Florida’s Personal Property Insurance Market Stabilizes
Florida’s personal property insurance market is undergoing a significant transformation, showing signs of stabilization after a period marked by volatility and substantial premium increases. According to a report by AM Best, the state’s property/casualty sector is witnessing increased competition, new market participants, and moderating premiums. Notably, the segment reported an underwriting profit in 2024, ending eight consecutive years of losses.
In 2024, Florida personal property insurers collectively recorded an underwriting profit of $206.7 million, a significant shift from a $174.4 million loss the previous year. The sector also achieved a pre-tax profit of $492.3 million. This improvement follows a prolonged period characterized by hardened market conditions, including substantial premium hikes and declining capacity.
Legislative reforms introduced in 2022 played a crucial role in this development. Senate Bill 2A, enacted in December 2022, removed the statutory attorney’s fee-shifting provision for residential and commercial property lawsuits. This adjustment aimed to reduce the volume of insurance litigation that had been a major cost driver for Florida insurers. AM Best noted that these reforms not only benefited existing insurers but also encouraged new companies to enter the market, expanding capacity and altering the competitive landscape.
Challenges in Florida’s Insurance Market
The market has faced significant challenges, leading to several insurer insolvencies over the past few years.

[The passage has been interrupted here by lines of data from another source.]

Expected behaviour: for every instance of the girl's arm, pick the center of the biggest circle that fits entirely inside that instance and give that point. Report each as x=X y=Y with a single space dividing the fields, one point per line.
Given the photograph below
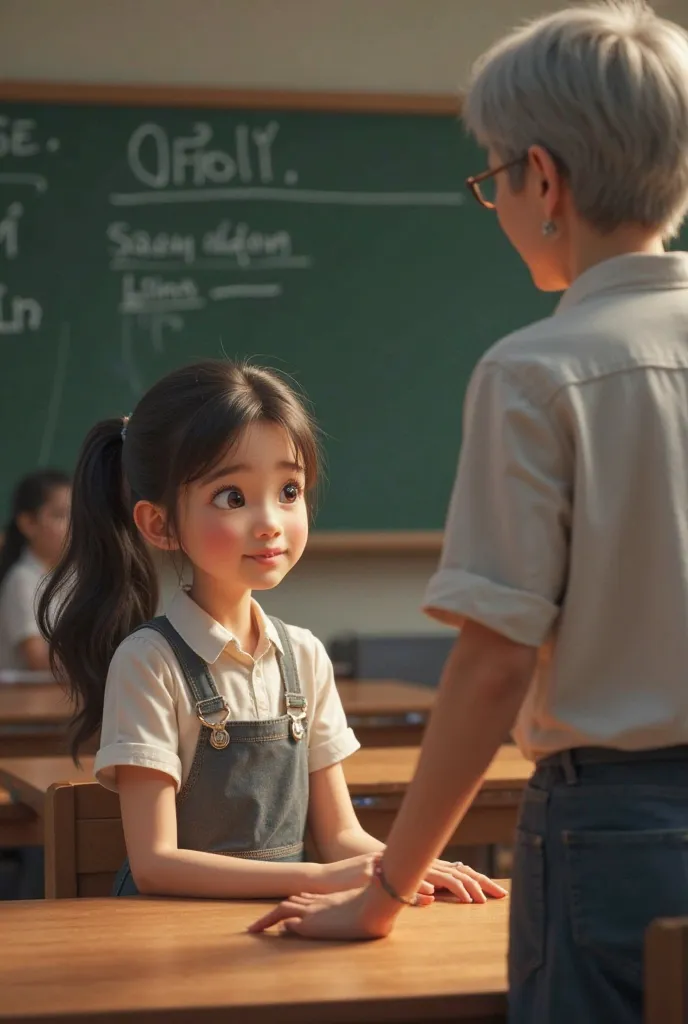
x=160 y=867
x=332 y=818
x=338 y=834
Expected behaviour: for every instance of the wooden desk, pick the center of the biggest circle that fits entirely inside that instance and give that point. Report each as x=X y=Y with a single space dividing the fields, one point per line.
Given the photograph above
x=191 y=961
x=386 y=712
x=33 y=720
x=377 y=780
x=34 y=717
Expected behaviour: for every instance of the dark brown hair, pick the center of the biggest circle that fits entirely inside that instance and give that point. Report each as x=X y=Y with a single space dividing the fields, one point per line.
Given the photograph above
x=105 y=585
x=31 y=494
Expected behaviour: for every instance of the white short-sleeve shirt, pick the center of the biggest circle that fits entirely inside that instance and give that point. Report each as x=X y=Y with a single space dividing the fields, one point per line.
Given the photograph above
x=18 y=596
x=149 y=720
x=568 y=523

Between 2021 and 2022, eight major homeowners’ insurers became insolvent. However, only one insolvency occurred in early 2023, indicating a potential shift as rate increases took hold and premiums rose.
The reforms have also led to a notable decline in defense and cost-containment expenses (DCCE). According to AM Best data, Florida’s DCCE ratio fell to 3.1 in 2023 from 8.4 in 2022. This decrease reflects a reduction in litigation-related costs, historically a significant burden on insurers’ operating performance.

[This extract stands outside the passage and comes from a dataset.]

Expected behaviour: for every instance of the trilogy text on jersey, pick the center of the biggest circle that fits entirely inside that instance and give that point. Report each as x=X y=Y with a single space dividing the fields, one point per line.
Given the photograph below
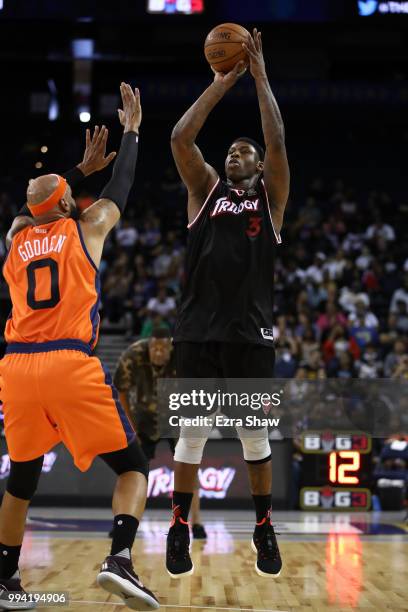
x=225 y=206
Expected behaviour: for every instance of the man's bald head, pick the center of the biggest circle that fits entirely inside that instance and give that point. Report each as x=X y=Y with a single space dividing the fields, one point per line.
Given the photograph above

Efforts to Depopulate Citizens Program
The growth of Citizens Property Insurance Corporation, the state’s insurer of last resort, has been significant, with its policy count growing by over 150% between January 2021 and September 2023, surpassing 1.4 million policies. To address the potential financial risk associated with this growth, Citizens operates a depopulation program to transfer policies to private insurers and manages a reinsurance program to protect its surplus.

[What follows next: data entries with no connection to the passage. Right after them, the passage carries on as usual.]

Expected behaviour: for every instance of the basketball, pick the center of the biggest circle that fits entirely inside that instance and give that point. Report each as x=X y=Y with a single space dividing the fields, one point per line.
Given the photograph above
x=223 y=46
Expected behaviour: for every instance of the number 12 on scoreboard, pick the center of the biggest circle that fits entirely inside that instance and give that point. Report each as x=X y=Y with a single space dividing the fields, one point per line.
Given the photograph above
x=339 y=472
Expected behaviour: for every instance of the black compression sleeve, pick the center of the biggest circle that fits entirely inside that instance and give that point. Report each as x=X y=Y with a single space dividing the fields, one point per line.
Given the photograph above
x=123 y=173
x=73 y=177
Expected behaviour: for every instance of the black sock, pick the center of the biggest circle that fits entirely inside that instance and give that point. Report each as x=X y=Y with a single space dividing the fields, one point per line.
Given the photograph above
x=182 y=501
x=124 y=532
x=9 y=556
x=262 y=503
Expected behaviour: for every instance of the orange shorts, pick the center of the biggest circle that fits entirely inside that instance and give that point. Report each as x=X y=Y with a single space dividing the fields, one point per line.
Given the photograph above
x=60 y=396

In 2024, Citizens secured a $3.564 billion reinsurance tower, comprising $1.6 billion in catastrophe bonds and nearly $1.3 billion from insurance-linked securities and collateralized markets. For 2025, the corporation plans to obtain $4.54 billion in private reinsurance.
As of April 2025, depopulation efforts have removed more than 152,000 policies, lowering exposure by over $60 billion. Citizens reported approximately 841,470 policies in force as of March 31, a 40% reduction from the peak in September 2023.
Josie Novak, senior financial analyst at AM Best, noted that Florida’s legislative reforms helped longstanding insurers and attracted new market entrants, expanding capacity. “Additionally, the retreat of certain carriers – whether through reduced market participation or the suspension of new business – has created space for new companies to establish a foothold, further reshaping the competitive landscape,” Novak said.